Sport : Der Kapitän und das Schicksal Markus Baur ist die Stütze des deutschen Teams

Sven Goldmann[Köln]

Das Schicksal ist ein schwer zu berechnender Zeitgenosse. Bei der Fußball-Weltmeisterschaft hat er die Deutschen im vergangenen Sommer aus allen Endspielträumen gerissen. Im Halbfinale gegen Italien war ein Elfmeterschießen schon beschlossene Sache, und das kann bekanntlich keine andere Nation auf der Welt so gut wie Deutschland. Das Schicksal aber schenkte Italien kurz vor Schluss ein Tor und dann noch eins, und die Nation der Elfmeterschützen hat geweint.

Auch bei der Handball-WM scheint sich das Schicksal im Augenblick größter Not gegen Deutschland zu wenden. Im Halbfinale in der Kölnarena sind nur noch 49 Sekunden zu spielen, als Luc Abalo das 21:20 für Frankreich wirft. In diesem Augenblick gibt das Schicksal Heiner Brand eine Eingebung. Der Bundestrainer gehorcht und schickt Markus Baur aufs Feld.

Markus Baur ist für die Handballer, was Michael Ballack für die Deutschen bei der Fußball-WM war. Er gestaltet das Spiel und ähnelt Ballack sogar vom Laufstil her, aber ähnlich wie dieser bestreitet er die Weltmeisterschaft mit einen Handicap. Markus Baur kann wegen einer in der Hauptrunde erlittenen Wadenzerrung nicht richtig laufen. Er ist schon 36 und sein Nachfolger steht bereit. Michael Kraus hat Baur mehr als nur ersetzt, er ist die große Überraschung dieser WM, ein freches Bürschchen mit Mut zu unkonventionellen Lösungen. Aber in dieser Phase, die entscheidet über Finale oder Tränen und in der die Fans in der Kölnarena kurz vor dem Durchdrehen sind – in dieser Phase legt Bundestrainer Brand das Glück in die Hände des erfahrenen Kapitäns.

Markus Baur trägt einen orthopädischen Stützstrumpf und kann das rechte Bein nicht voll belasten, aber er ist selbstbewusst, denn in seinen paar Kurzeinsätzen hat er zwei Siebenmeter verwandelt. Der Ball läuft gut und schnell durch die Hände der sechs deutschen Feldspieler, aber genauso schnell verrinnt die Zeit, noch vierzig, dreißig Sekunden, es findet sich keine Lücke. Baur muss das Schicksal zwingen, auf dem linken Flügel, wo er doch gar nichts zu suchen hat.
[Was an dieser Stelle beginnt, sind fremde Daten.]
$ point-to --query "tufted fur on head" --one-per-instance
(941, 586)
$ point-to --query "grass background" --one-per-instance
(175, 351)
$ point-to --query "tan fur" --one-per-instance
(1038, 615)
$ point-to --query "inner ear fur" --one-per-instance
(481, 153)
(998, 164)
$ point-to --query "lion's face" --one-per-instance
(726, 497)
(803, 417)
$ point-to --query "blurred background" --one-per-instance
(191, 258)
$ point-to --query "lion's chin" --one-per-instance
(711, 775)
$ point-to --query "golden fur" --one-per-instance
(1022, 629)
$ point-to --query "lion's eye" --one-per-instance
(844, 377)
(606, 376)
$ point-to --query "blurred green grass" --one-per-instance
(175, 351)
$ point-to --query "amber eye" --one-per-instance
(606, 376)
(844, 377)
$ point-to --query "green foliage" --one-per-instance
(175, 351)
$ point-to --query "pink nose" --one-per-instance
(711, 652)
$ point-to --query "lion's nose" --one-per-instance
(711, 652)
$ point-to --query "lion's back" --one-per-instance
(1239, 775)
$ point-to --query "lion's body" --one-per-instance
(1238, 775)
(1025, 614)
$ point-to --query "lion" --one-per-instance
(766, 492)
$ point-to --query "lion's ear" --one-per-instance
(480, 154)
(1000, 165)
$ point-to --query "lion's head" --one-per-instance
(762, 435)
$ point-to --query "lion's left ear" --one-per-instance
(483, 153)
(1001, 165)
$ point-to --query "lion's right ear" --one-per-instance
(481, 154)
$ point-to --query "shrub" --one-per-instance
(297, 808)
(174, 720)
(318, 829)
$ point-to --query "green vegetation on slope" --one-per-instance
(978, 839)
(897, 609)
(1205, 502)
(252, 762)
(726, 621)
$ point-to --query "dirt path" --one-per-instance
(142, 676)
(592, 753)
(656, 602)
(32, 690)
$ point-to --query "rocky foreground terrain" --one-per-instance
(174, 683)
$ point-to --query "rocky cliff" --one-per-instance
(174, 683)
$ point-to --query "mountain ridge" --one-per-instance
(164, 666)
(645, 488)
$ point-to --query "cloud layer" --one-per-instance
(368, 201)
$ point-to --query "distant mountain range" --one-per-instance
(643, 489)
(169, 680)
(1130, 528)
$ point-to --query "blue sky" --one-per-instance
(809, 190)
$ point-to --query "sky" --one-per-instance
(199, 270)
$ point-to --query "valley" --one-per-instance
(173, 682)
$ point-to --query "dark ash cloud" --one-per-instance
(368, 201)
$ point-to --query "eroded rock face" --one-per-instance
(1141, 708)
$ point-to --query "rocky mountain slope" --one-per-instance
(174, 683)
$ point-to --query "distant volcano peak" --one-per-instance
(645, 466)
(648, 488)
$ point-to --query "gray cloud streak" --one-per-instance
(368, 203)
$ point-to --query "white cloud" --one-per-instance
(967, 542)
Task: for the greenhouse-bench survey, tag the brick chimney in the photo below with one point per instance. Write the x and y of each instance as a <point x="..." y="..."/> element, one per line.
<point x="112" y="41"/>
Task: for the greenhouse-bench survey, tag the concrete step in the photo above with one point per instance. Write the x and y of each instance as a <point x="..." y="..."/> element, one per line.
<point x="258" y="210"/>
Zwei Franzosen greifen ihn an, Baur lässt sich zur Seite fallen, Torhüter Thierry Omeyer baut sich vor ihm auf, aber irgendwie bringt Baur den Ball aus spitzem Winkel im Tor unter. 21:21, achtzehn Sekunden vor Schluss. Omeyer fasst sich entgeistert an den Kopf.

Ab jetzt ist es das Spiel des Markus Baur. Er verwandelt noch einen Siebenmeter und legt Dominik Klein den Ball zum spektakulären Kempa-Trick auf, in der Verlängerung eines WM-Halbfinales! Und er wirft das Tor, das Deutschland ins Finale bringt, wieder per Siebenmeter, 65 Sekunden vor Ende der zweiten Verlängerung. Die Minuten nach der Schlusssirene erlebt Baur in Trance, ein Betreuer gibt ihm eine Deutschlandfahne, Baur trägt sie als Umhang festgeknotet um die Schultern, er herzt erst seine Frau und dann Stefan Kretzschmar, den alten Kumpel aus vergangenen Nationalmannschaftszeiten.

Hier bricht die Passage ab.